Personal information
- Full name: Miguel Ángel Gómez López
- Date of birth: 15 May 1998 (age 28)
- Place of birth: Casas-Ibáñez, Spain
- Height: 1.91 m (6 ft 3 in)
- Position: Forward

Youth career
- Albacer

Senior career*
- Years: Team / Apps / (Gls)
- 2017–2022: Albacete B / 37 / (13)
- 2017: → Almansa (loan) / 16 / (6)
- 2019–2022: Albacete / 8 / (0)
- 2020–2021: → Getafe B (loan) / 9 / (1)
- 2022: Socuéllamos / 6 / (0)
- 2022–2023: Villarrobledo / 14 / (0)

= Miguel Ángel (footballer, born May 1998) =

Spanish footballer

Miguel Ángel Gómez López (/es/; born 15 May 1998), known as Miguel Ángel, is a Spanish footballer who plays as a forward.

==Club career==
Born in Casas-Ibáñez, Albacete, Castile-La Mancha, Miguel Ángel represented UD Albacer as a youth. In 2017 he joined Albacete Balompié, being immediately loaned to Tercera División side UD Almansa for the season.

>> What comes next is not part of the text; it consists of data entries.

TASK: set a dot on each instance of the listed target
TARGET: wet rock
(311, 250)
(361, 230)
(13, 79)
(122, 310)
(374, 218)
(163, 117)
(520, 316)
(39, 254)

Miguel Ángel made his senior debut on 20 August 2017, starting and scoring a brace in a 2–1 home win against CD Villacañas. On 20 December, he was recalled by his parent club, and was assigned to the reserves also in the fourth division.

Miguel Ángel made his professional debut on 2 March 2019, coming on as a late substitute for Néstor Susaeta in a 0–1 away loss against Cádiz CF in the Segunda División. However, he spent most of the 2019–20 campaign nursing a knee injury.

On 5 October 2020, Miguel Ángel was loaned to Getafe CF B in the third division, for one year.